The reasons for the surge are obvious, and President Peña Nieto is responsible. Last January, he was warned by sound advisers that hiking up taxes on gasoline and diesel would have an inflationary effect. He paid no heed, and this led to a jump from an economy that enjoyed a stable 3 percent inflation just a year ago, up to percent this year.
In economics 101, they teach you that all taxes are inflationary. Obviously, Peña Nieto never attended an economics 101 class, and going into 2018 with a dangerously growing inflation is definitely not good news. But Peña Nieto got the tax money he needed to survive through 2017.
Of course, the official cadre of finance journalists consistently forecast that “inflation will come down,” but the fact is, it has not happened and may not happen, even if the new Bank of Mexico (Banxico)central bank director, Alejandro Diaz de León, hikes interest rates, already at 7 percent.
And while we are on the subject of Banxico, let’s not forget that when President Enrique Peña Nieto came to power on Dec. 1, 2012, he received from former President Felipe Calderón $199 billion in international reserves. Nowadays, Banxico is down to just $172 billion. If my arithmetic doesn’t fail me, 199 minus 172 shows us that Peña Nieto, along with Agustin Carstens as Banxico director, lost $27 hard-earned-and-saved billion under the claim that they were being used to “control” the peso-dollar exchange rate. Like the old song says: Where have all the flowers gone?
And by the way, Carstens left Banxico last week to assume a new job. Again, the official finance press hailed him, but every sailor knows that rats are the first to abandon ship at the first sign of danger.
A second problem in Mexico is the economy itself. The gross domestic product rate for 2017 is still uncertain, but up until the last quarter of this year, the economy had grown a dismal 0.75 percent. If the year closes with a meager circa 1 percent growth – the lowest in the past 25 years – Peña Nieto will definitely have nothing to brag about, other than to point out that it is still economic growth, albeit very little growth.
A third issue to follow is the ongoing North American Free Trade Agreement (NAFTA) negotiations, which up until now are not even close to reaching any conclusion, positive or negative.
Definitely, the Mexican agenda established by top negotiators and Mexico Economy Secretary Ildefonso Guajardo is not going well.
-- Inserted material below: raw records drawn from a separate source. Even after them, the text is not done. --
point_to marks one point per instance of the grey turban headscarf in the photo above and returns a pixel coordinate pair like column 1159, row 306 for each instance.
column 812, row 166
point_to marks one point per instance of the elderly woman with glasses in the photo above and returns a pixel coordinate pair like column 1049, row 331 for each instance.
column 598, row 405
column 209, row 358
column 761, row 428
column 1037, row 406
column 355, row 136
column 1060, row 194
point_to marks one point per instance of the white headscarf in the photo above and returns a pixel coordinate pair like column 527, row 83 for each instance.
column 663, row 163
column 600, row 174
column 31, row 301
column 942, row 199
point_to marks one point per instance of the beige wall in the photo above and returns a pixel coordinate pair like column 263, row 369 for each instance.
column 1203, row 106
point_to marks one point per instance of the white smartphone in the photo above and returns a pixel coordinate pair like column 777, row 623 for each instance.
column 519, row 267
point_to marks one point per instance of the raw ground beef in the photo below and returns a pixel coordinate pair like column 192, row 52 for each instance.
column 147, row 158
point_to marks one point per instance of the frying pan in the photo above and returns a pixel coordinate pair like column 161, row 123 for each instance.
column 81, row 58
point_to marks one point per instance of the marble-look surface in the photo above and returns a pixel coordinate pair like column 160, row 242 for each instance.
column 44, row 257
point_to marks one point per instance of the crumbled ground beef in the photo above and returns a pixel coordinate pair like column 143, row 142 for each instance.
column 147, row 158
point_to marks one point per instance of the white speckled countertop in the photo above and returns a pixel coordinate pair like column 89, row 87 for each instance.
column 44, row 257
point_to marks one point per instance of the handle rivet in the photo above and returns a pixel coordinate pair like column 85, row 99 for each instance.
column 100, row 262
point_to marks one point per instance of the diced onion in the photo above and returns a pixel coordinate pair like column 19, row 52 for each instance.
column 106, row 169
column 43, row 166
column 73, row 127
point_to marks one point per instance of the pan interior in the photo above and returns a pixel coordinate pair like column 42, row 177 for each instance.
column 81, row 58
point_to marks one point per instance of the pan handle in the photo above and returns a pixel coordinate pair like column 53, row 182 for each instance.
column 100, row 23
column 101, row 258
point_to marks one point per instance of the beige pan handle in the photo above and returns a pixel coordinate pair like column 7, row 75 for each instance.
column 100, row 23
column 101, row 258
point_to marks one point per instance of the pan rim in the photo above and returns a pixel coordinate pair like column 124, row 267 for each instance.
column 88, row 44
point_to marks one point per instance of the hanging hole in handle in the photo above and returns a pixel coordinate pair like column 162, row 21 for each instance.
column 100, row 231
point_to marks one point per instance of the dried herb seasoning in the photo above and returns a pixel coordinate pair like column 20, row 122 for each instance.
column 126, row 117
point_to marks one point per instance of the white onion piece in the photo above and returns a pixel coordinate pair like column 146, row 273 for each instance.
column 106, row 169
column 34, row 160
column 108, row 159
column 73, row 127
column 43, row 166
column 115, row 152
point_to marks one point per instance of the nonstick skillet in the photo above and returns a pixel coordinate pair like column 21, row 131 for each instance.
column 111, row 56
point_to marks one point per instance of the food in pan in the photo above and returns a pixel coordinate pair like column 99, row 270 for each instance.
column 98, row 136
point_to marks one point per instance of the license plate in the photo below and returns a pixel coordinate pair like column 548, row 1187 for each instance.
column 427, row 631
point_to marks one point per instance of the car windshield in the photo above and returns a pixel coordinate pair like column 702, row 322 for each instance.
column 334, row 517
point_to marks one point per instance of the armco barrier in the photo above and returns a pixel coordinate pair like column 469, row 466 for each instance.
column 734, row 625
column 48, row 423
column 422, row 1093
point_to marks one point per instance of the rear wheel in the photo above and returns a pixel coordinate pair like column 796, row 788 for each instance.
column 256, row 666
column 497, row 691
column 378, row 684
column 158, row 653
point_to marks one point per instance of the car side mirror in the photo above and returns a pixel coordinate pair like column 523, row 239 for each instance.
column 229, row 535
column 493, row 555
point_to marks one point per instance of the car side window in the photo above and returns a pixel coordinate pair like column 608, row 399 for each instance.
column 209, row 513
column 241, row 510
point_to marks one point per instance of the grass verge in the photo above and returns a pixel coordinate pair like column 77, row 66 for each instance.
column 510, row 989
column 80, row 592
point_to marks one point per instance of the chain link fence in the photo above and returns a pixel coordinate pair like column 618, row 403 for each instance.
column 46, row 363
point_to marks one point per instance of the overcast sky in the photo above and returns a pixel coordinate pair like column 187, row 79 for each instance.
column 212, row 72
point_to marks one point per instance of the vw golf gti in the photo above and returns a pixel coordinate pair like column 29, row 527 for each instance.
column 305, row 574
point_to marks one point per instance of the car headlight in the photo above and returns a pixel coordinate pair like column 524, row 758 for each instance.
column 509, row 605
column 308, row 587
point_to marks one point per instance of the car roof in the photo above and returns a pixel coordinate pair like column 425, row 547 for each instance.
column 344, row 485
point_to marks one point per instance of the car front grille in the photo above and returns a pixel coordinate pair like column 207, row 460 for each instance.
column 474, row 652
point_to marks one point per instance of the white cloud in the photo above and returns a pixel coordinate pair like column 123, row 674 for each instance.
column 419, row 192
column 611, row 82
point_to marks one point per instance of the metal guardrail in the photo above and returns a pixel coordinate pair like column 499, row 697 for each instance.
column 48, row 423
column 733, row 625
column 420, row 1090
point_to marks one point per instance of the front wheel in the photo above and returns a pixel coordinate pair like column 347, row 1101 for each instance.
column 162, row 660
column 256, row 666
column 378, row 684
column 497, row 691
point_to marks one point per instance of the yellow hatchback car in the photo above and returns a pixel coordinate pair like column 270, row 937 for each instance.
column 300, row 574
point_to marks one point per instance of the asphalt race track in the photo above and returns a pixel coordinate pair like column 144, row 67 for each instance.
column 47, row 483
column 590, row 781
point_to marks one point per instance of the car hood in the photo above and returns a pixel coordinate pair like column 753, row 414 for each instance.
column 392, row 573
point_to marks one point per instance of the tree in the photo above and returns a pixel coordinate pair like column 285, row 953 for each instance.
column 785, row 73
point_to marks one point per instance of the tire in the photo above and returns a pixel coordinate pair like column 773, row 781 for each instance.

According to the original Mexican course of action, the negotiations should be complete by now, but that hasn’t happened. In fact, the rounds of talks are being programmed deep into next year, with U.S. President Donald Trump’s Sword of Damocles always hanging over it.
Even more, an increasingly aggressive group of economists are demanding that these negotiations be abandoned and let the next president-elect in the July 1, 2018 elections do the renegotiating with all the ground that’s been advanced on so far.
Of course, that’s not going to happen, as President Peña Nieto will not drop out of the negotiations, even if his time is almost up.
But the uncertainty as to where it’ll go is already hurting the economy by shooing away investors willing to wait and see what the final outcome of NAFTA will be. The investors are right to do so. But, definitely, direct foreign investment rates will keep shrinking for as long as the future of the once-booming NAFTA economy is still being renegotiated.
In the end, the big question is not with Canada and the United States, but with Mexico. Peña Nieto wants to sign the NAFTA-2 accords before he leaves of office. But again, economists who do not trust him foresee that he’s going to leave a Trojan horse behind in the Mexican economy, whatever that may be or mean.
The Mexican economy will definitely go on, and there will be life after Peña Nieto. But the president and the rest of us who survive in this economic environment will have to sail perhaps without breeze into the next administration a year from now.